« La génération actuelle a grandi avec une vraie culture jeu vidéo, qu’elle peut transmettre aux enfants »


Le confinement du printemps 2020 a accéléré les choses, mais pour Laurent – six à huit heures de jeu vidéo par semaine –, il était inévitable que sa fille de 5 ans revendique tôt ou tard le joypad. Alors quand elle lui en parle, il y a un peu plus d’un an, il ne résiste pas mais « cherche quelque chose de beau, narratif, facile… ». Ce sera Spiritfarer.

« J’avais testé le jeu, cela a tout de suite bien marché. Elle incarne le chat qui accompagne le personnage principal que je contrôle. »

Matthew, qui travaille dans l’industrie vidéoludique, a de son côté fait découvrir à sa fille aînée, 12 ans, plusieurs jeux en solo comme The Legend of Zelda : Link’s Awakening ou Rayman, pendant que le petit dernier, 8 ans, explorait Minecraft. Durant le premier confinement de 2020, c’est grâce à Animal Crossing que ce père séparé a pu maintenir le contact. « J’ai acheté trois copies du jeu, j’ai construit une maison sur mon île avec une chambre pour chacun d’eux… »

Cette relation vidéoludique importante, Audrey la vit avec sa fille de 9 ans, qui s’est prise de passion pour les jeux multijoueurs Roblox. François, Bruxellois de 45 ans, qui revendique trente-cinq années de pratique, une borne arcade à la maison et d’« avoir fini tous les Souls », a traversé le confinement avec son fils, trois décennies de moins, grâce au très corsé Sekiro.

Génération de « gameurs »

Tous sont loin d’être des cas isolés, et sont même de plus en plus nombreux : selon les données du Syndicat des éditeurs de logiciels de loisirs (SELL), 77 % des parents français jouaient – avec une régularité variable – avec leurs enfants en 2021, soit onze points de plus qu’un an auparavant, quinze de plus qu’en 2014. Certes, ces chiffres sont à prendre avec précaution, préviennent les sociologues Laurent Trémel et Samuel Coavoux : d’une part, « car l’industrie veut promouvoir une image positive du jeu vidéo », selon M. Trémel ; d’autre part, aux yeux du second, il y a « des limites méthodologiques » dans une enquête effectuée sur un panel de 4 000 personnes.

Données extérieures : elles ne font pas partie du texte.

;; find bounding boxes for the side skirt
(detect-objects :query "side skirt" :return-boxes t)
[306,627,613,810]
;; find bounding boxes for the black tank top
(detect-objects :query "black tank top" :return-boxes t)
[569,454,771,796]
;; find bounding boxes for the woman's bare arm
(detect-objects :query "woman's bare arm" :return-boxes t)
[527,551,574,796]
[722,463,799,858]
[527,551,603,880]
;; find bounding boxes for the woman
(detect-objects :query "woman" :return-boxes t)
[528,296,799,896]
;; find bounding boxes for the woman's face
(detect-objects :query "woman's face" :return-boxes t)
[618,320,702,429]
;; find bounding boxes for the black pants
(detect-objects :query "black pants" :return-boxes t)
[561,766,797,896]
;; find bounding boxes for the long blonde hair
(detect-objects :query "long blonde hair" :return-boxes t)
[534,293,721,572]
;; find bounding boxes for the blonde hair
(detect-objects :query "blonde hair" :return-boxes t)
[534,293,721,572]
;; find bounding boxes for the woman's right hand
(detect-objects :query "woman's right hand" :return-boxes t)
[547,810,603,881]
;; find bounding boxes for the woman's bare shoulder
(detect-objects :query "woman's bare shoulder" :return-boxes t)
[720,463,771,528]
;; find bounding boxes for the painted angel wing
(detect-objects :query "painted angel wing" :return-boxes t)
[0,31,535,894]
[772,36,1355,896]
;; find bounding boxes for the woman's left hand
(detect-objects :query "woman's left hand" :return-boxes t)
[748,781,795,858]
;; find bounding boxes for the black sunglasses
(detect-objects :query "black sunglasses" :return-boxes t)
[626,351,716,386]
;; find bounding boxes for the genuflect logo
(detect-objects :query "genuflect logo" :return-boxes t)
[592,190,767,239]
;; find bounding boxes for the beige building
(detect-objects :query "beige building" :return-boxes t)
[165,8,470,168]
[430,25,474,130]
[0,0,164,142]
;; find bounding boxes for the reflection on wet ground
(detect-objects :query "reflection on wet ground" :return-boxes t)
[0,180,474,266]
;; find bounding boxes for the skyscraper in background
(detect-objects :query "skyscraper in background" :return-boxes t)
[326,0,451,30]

Reste que ces données font écho à une tendance de fond observée dans l’industrie « depuis l’arrivée des consoles de salon Nintendo dans les années 1980 », selon Samuel Coavoux :

« La génération de joueurs née dans les années 1980 et 1990 est la génération des parents en 2020 : ils ont grandi avec des parents qui ne jouaient pas, mais eux sont des parents avec une vraie culture jeu vidéo, qu’ils peuvent transmettre. »

Or les franchises comme Zelda, Mario ou, plus récemment, Pokémon ont fidélisé ces joueurs jusqu’à aujourd’hui, et ainsi favorisé la pratique familiale du jeu vidéo, que tendent à confirmer d’autres chiffres du SELL : alors que la très grande majorité des joueurs français sont adultes en 2021 (88 %), près de la moitié des jeux proposés (44 %) sont classés PEGI 3 ou 7 (c’est-à-dire jouables dès l’âge de 3 ou 7 ans), manière pour les éditeurs d’offrir des titres pouvant plaire au plus grand nombre. Et ces chiffres ne prennent pas en compte les ventes dématérialisées de Nintendo, le poids lourd mondial des jeux transgénérationnels.